Séance 12 (14 décembre) : Séance prospective / Bilan d’étape animé par les étudiants
Invité : Michel Gomes, filière cinéma, plateformes, studio, tournages… sous réserve
Séances 13 et 14 (Journée d’études, vendredi 5 février) :
Rendez-vous : Centquatre, Incubateur de start up, 5 rue Curial, entrée du public ; 104 rue d’Aubervilliers, Paris 19. Métro Riquet.
Invités : Juliette Navis, Raymond Galle, Martha Ponça, Michel Gomes
En accompagnement : Spectacle JC, adaptation de Au cœur de la monnaie (vendredi 31 janvier) ; exposition Raymond Galle ; festival Les Singulier-es (29 janvier-13 février)…
https://www.104.fr/fiche-evenement/raymond-galle-exposition.html
Festival Les Singulier.e.s : https://www.104.fr/fiche-evenement/festival-les-singulier-es-2021.html
Patrice Baubeau, est maître de conférences en histoire contemporaine à l’Université Paris Nanterre, rattaché à l’IDHES (UMR 8533). Ses principaux domaines de recherche portent sur les banques, les monnaies et les crises (y compris les guerres) en France et en Europe au XIXe et au XXe siècle, sur lesquels il a publié plus d’une centaine d’articles et de contributions. Il a aussi confronté ces questions à leur traitement littéraire ou cinématographique et s’est intéressé à leur propagande.
Martial Poirson est professeur des universités à l’Université Paris 8. Il est directeur des masters Arts de la scène et Projet artistique et culturel international et de l’équipe de recherche « Histoire, politique et socio-économie des arts, de la culture et de la création » (E.A. 1573). Il est également visiting professor en Cultural Studies à New York University. Spécialiste d'histoire culturelle, il a notamment travaillé sur les représentations de l'économie. Il a publié plusieurs ouvrages et a coordonné plus d’une trentaine de volumes et de revues sur le théâtre, la littérature, le cinéma, les musées, l’économie politique et les cultures populaires. Il est également commissaire d’exposition et dramaturge.

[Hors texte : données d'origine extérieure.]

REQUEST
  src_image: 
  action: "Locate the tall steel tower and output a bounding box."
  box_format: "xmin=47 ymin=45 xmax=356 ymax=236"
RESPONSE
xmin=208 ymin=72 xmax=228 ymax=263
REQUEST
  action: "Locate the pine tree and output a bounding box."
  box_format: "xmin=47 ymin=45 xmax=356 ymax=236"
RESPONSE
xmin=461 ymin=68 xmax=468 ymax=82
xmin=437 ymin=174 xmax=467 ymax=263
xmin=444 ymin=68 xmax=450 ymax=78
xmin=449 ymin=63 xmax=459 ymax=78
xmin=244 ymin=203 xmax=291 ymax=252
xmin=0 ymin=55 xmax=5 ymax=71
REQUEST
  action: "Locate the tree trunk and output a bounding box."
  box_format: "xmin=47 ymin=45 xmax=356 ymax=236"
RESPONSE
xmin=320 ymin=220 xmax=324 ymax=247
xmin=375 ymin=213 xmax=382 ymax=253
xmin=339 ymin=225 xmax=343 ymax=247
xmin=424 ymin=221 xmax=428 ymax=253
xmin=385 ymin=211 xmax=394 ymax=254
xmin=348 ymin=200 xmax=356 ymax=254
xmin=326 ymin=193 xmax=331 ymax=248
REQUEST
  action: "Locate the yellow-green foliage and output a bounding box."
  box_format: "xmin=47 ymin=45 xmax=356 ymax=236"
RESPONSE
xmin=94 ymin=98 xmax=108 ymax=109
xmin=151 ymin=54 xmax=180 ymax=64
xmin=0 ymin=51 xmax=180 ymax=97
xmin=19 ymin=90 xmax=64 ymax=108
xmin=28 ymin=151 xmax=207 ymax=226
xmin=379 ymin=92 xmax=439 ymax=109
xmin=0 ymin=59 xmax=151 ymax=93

Yann Toma est artiste-observateur à l’ONU (New York), professeur des universités à Paris 1 Panthéon-Sorbonne, membre titulaire de l’Institut ACTE et directeur du Master in Arts and Vision (MAVI). Il coordonne de multiples projets de recherche liés aux ODD. Son travail croise l’énergie et les réseaux, tout autant que l’éthique. En tant qu’artiste, ses projets expérimentent une redistribution de l’énergie entre l’artiste et ses publics, ce dernier dépendant du public pour produire l’œuvre de sorte qu’elle soit véritablement commune (Dynamo-Fukushima, Grand Palais, septembre 2011 - Human Energy, Tour Eiffel, décembre 2015 – Human Greenergy, Cité interdite de Pékin, octobre 2016 – Organisation des Nations Unies New York 2017) et orientée vers la transformation. Il est membre de l’Institut de Hautes Etudes pour la Science et les Technologies (IHEST). Il est également président de Sorbonne Développement Durable, structure réticulaire collaborative pour l’innovation de la formation et de la recherche des sciences humaines, juridiques et sociales sur le développement durable.